A tree rarely 50 ft high in nature; young shoots finely downy at first, soon glabrous, light brown by the autumn, darkening to deep brown. Leaflets usually five, sometimes seven, 1 to 3 in. long, 3⁄4 to 2 in. wide, oval or ovate, the terminal one sometimes obovate, rounded or acute, sometimes abruptly acuminate at the apex, tapered or rounded at the base, coarsely but shallowly toothed, thick, dark green and glabrous above, pale and downy in the axils of the veins beneath; stalks of the lateral leaflets 1⁄4 to 1⁄2 in. long, that of the terminal one up to 1 in. long. Fruits as in F. americana, but not much exceeding 1 in. in length.

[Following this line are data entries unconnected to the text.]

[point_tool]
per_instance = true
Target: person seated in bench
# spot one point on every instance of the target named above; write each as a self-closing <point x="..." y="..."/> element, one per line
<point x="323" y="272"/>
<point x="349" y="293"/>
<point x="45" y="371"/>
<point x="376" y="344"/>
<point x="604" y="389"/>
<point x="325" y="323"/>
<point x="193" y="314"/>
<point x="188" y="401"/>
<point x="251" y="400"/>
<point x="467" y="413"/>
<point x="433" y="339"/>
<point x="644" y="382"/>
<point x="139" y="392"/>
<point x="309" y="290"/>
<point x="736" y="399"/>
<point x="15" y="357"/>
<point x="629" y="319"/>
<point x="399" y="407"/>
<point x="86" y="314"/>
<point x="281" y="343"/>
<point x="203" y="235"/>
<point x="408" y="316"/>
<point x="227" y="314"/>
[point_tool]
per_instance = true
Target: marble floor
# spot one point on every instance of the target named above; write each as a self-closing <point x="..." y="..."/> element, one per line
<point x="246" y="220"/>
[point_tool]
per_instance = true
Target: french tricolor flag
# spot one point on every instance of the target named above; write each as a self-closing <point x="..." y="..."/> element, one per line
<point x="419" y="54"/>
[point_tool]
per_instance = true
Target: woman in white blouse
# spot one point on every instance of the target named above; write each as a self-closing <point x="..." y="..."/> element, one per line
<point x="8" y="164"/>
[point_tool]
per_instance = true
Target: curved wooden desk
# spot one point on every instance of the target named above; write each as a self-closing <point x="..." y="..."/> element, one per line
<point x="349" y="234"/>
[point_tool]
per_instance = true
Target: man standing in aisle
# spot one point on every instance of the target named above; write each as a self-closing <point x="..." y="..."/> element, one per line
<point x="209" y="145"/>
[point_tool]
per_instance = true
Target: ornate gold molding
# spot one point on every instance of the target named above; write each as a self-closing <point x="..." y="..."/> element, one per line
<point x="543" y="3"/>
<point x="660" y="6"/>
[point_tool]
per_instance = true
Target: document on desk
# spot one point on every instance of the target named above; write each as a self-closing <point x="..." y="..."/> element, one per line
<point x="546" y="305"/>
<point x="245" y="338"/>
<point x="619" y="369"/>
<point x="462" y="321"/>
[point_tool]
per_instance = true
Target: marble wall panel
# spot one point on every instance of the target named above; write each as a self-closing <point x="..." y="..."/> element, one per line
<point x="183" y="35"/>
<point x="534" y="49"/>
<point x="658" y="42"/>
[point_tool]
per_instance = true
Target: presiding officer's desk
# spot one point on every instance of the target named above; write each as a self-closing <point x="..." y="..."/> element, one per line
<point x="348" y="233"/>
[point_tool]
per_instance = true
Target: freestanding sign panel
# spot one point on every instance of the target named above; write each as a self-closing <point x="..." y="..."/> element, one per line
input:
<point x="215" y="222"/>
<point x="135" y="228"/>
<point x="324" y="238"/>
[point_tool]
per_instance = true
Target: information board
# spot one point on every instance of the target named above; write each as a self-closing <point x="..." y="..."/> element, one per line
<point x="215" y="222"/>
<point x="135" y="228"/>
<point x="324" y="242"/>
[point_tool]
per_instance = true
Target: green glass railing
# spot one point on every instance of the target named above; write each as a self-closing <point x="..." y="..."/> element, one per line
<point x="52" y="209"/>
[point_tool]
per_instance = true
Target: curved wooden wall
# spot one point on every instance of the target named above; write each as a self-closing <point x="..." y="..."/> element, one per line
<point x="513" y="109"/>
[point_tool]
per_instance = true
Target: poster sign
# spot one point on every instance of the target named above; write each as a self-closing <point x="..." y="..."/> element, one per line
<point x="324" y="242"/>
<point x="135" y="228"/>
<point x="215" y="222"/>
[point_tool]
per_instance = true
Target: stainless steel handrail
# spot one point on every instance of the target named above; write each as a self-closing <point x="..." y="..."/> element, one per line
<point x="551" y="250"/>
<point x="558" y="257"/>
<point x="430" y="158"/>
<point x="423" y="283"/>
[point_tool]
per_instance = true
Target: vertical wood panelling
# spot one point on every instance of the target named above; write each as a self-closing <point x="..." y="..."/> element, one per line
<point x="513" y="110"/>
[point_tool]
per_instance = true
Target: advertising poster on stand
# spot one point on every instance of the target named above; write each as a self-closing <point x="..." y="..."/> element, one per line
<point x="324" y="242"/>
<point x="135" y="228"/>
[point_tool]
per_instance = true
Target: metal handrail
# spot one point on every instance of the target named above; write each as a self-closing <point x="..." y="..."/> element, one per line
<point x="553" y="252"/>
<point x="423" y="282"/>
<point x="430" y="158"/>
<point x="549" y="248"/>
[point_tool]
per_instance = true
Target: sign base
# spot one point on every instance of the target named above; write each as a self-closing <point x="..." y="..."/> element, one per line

Native of limestone districts in Texas; discovered by Dr Bigelow in 1852. It is closely allied to F. americana, but has thicker, broader leaflets, mostly rounded or acute at the apex and usually five to each leaf; the fruits are also smaller. The remarkable thickness of the leaves of this species is well shown by the specimen in the Ash collection at Kew.
Miss Miller (op. cit., p. 36) has pointed out that there has been a confusion between this ash and F. americana var. microcarpa (q.v.) and that the F. albicans Buckl. and the F. americana var. albicans (Buckl.) Lingelsh. are a mixture of the two.